Sin embargo, la pieza que más repercusión tuvo de toda su producción, convirtiéndose en una de las más ejecutadas de todo el repertorio del arte sonoro, llegó en 1969: I Am Sitting in a Room. Fue tal su influencia que el Whitney Museum decidió titular con ese nombre su monumental retrospectiva del arte sonoro americano (I Am Sitting in a Room: Sound Works by American Artists 1950-2000). La idea es sencilla: en una estancia dada, se graba con un magnetófono una retahíla de voz que, acto seguido, se reproduce al tiempo que se graba con otro magnetófono, y así en un bucle de duración determinada que va sobreponiendo sobre la cinta grabación tras grabación. El resultado es la pérdida paulatina de las cualidades del sonido: primero, altura, duración y dinámica, pero cierto tiempo después, también el timbre. Cuando pasa el tiempo suficiente, lo que queda es la mera reverberación del espacio: el sonido del espacio en el que la pieza es ejecutada.
Como deseaba su compositor, y queda expresado en la colección de partituras explicadas del autor y publicadas bajo el nombre de Chambers (Wesleyan University, 1980), la pieza ha sido y sigue siendo ejecutada en la más variopinta diversidad de espacios, lenguas, duraciones y procedimientos, teniendo siempre un resultado diferente, imprevisto y, habitualmente, fascinante para el oyente; de ahí, seguramente, parte de su éxito. La más difundida es una versión de 45 minutos exactos ejecutada por el propio Lucier y publicada por Lovely Music en 1980, pero existen algunas de hasta 24 horas de duración realizadas en espacios mucho mayores, como la realizada en una capilla de Oberlin, Ohio.

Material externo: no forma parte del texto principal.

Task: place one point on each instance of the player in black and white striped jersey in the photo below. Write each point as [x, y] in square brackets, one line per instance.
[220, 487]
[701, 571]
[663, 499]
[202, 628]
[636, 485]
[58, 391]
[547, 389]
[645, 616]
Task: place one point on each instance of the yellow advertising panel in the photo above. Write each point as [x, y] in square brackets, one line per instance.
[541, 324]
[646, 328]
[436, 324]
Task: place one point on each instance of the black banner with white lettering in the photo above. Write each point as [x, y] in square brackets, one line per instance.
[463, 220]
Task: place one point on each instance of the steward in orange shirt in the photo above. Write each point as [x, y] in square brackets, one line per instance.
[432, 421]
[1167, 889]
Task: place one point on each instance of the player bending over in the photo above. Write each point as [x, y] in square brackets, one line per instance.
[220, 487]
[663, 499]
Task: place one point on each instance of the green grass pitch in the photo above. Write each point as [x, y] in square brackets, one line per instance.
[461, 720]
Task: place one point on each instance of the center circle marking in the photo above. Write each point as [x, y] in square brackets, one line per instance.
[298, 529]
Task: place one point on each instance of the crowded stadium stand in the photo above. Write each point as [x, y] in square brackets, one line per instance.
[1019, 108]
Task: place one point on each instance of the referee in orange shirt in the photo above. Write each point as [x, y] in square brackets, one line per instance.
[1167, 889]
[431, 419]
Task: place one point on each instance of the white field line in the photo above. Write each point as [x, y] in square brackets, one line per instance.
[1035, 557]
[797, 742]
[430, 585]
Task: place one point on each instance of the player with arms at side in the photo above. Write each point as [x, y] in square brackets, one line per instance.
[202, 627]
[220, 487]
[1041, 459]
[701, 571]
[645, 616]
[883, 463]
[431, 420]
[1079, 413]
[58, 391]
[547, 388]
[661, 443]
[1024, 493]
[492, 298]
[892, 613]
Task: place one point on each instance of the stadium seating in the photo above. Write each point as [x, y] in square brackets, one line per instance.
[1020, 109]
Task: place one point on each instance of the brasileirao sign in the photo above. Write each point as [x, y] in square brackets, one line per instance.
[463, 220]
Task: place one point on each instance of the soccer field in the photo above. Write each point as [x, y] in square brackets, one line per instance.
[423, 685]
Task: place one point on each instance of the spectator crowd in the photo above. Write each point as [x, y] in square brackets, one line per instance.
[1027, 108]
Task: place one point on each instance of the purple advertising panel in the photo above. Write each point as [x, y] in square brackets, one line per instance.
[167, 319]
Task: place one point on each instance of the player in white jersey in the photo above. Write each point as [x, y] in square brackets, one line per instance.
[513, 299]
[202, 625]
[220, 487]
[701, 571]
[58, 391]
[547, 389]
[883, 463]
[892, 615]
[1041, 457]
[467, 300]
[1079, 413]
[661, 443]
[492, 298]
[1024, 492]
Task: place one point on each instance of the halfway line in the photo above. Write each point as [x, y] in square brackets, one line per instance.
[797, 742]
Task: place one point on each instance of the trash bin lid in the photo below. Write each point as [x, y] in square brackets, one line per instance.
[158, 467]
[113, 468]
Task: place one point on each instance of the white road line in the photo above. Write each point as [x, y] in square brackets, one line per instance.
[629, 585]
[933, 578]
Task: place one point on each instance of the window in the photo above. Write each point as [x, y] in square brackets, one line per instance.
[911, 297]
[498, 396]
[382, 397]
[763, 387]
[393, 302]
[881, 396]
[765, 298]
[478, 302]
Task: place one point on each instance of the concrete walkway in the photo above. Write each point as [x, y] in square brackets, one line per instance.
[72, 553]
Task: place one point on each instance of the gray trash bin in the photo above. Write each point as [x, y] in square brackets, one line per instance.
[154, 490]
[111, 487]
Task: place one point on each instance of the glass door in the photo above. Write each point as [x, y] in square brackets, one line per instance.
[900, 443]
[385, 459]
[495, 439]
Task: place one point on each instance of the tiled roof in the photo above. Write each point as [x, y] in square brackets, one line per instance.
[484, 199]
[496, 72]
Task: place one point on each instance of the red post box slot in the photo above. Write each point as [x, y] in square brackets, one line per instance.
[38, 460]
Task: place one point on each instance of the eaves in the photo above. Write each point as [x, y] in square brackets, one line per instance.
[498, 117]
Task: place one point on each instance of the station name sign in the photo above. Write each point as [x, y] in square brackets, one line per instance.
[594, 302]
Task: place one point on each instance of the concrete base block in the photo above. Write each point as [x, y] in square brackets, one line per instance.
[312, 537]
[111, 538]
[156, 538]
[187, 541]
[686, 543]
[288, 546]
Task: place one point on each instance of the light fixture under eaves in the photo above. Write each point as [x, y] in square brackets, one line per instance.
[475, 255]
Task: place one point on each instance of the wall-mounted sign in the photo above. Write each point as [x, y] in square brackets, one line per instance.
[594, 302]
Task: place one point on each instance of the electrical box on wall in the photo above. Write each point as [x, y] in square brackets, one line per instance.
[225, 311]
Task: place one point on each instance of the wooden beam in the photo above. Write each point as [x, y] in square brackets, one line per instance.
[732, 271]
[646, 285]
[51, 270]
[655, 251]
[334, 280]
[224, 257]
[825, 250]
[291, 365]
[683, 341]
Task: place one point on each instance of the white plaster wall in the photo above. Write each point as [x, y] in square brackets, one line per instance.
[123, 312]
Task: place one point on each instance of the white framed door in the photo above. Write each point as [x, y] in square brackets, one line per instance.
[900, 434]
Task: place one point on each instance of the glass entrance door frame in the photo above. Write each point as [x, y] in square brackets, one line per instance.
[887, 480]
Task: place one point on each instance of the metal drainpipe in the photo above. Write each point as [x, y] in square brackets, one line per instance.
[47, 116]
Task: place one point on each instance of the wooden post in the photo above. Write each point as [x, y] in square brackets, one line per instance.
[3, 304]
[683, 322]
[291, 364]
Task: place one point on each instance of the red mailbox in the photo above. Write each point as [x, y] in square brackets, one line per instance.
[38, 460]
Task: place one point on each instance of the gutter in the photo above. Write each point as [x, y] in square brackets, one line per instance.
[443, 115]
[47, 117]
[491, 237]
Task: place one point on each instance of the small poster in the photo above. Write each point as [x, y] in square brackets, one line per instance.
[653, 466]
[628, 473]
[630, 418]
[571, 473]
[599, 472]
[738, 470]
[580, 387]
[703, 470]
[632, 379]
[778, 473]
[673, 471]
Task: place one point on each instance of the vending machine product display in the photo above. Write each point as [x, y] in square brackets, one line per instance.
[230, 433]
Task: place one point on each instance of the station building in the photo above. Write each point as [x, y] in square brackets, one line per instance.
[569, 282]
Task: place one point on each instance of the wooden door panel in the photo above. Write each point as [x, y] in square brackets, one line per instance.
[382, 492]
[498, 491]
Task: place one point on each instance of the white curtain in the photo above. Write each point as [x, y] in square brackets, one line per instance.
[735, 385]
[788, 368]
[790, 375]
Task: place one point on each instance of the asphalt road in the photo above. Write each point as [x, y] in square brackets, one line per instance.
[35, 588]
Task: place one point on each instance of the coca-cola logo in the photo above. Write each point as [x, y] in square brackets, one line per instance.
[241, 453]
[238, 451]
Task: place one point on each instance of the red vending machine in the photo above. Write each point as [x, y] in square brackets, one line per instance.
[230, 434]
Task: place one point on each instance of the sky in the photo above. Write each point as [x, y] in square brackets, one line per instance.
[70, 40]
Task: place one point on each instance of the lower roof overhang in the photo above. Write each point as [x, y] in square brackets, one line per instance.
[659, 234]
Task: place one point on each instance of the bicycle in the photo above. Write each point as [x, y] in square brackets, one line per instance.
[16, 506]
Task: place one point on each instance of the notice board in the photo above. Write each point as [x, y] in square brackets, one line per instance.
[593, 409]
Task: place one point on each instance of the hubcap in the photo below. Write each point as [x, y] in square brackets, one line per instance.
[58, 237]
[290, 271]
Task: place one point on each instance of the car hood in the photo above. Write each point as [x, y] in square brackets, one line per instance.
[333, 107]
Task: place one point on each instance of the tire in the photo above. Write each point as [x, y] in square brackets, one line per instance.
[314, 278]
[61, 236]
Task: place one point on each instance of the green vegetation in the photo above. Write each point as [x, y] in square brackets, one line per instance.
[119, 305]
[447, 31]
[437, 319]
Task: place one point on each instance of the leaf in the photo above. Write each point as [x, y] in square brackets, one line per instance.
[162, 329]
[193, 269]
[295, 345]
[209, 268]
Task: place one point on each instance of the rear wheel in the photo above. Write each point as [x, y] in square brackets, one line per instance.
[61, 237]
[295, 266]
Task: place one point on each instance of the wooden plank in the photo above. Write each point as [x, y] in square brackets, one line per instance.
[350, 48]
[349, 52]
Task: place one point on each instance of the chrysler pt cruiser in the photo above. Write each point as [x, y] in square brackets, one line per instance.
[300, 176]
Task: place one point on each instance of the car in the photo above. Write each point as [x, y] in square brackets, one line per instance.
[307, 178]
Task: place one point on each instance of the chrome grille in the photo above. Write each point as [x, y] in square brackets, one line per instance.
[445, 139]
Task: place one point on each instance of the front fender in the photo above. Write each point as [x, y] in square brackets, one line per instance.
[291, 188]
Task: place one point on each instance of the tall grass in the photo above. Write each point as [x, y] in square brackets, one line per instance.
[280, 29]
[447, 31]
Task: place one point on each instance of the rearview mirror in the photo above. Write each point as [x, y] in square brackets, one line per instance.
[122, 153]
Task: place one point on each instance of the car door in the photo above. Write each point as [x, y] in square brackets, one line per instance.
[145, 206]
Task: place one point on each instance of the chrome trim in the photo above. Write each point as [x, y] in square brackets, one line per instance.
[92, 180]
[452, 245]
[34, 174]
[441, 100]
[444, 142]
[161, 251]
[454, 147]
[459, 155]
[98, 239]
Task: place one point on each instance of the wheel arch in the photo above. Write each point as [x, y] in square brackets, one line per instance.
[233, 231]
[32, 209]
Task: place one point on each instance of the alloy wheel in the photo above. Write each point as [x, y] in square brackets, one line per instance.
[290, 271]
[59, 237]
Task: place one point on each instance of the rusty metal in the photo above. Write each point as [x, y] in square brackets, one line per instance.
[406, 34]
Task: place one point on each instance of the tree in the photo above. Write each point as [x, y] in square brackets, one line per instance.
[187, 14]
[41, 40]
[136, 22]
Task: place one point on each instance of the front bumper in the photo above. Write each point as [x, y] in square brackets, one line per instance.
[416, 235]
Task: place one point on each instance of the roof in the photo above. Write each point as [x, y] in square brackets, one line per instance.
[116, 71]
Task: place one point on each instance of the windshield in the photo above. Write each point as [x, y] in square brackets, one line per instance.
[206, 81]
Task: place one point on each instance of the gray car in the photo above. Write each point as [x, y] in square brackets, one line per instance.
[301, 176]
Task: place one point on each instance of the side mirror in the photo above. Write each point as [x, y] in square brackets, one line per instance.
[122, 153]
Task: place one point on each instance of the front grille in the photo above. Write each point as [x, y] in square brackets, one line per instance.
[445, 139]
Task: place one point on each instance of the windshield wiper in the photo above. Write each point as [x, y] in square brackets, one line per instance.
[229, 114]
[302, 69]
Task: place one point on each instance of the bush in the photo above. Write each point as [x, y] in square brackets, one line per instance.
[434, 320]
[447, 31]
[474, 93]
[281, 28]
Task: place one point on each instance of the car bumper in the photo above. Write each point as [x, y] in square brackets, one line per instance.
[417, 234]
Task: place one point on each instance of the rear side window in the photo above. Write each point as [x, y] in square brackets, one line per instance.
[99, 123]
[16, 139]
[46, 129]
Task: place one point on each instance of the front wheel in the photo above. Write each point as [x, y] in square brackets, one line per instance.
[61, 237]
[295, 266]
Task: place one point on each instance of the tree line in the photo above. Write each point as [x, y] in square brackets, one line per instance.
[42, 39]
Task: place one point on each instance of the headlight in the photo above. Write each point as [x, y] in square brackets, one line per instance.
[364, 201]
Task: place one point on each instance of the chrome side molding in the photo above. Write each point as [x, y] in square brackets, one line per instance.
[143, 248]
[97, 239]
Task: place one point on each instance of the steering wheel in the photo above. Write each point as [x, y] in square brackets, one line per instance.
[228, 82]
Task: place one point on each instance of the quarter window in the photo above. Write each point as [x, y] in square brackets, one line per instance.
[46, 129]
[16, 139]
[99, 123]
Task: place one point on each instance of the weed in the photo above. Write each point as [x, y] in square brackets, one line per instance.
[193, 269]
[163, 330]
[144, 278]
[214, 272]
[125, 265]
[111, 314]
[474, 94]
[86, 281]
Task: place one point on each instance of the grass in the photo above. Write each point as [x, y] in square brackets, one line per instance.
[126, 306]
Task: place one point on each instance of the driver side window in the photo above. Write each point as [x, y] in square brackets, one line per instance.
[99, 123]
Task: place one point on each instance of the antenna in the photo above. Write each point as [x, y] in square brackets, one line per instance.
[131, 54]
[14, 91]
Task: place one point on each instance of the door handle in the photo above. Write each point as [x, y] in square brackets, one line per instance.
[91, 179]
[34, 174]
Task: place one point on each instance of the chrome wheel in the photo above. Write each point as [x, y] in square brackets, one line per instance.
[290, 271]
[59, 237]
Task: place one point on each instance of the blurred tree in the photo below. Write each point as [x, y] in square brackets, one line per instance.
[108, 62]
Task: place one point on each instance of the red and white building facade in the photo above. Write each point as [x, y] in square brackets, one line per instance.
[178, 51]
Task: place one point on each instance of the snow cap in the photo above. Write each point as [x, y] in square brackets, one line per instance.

Generar sonidos ionosféricos, usar el espacio como filtro, trabajar con conchas, la retentiva mental o sonares, componer con la arquitectura y no de espaldas a esta, hacer audible el espacio… Por supuesto que —como les señaló Theodor Adorno a Cage, Boulez, Stockhausen y otros compositores que escuchó en un encuentro de Darmstadt al que fue invitado— el gran riesgo que corre este trabajo es olvidar la tarea y responsabilidad propia del compositor y dejarse llevar por el fetichismo del sonido; y en muchos casos resulta evidente que así es, pero en otros, como el de Lucier, su responsabilidad como músico estuvo a la altura de su tiempo, recogiendo problemas musicales y dándoles respuestas musicales, no sirviendo estás únicamente de sebo a la especulación posmoderna, a la experimentación autoindulgente, sino siendo útiles, incluso, a la escucha. El mismo Lucier recuerda en uno de sus textos lo poco que le gustaba a Edgar Varèse que llamaran experimentación a su música: “No escribo música experimental. Cuando escribo música ya he concluido los experimentos”.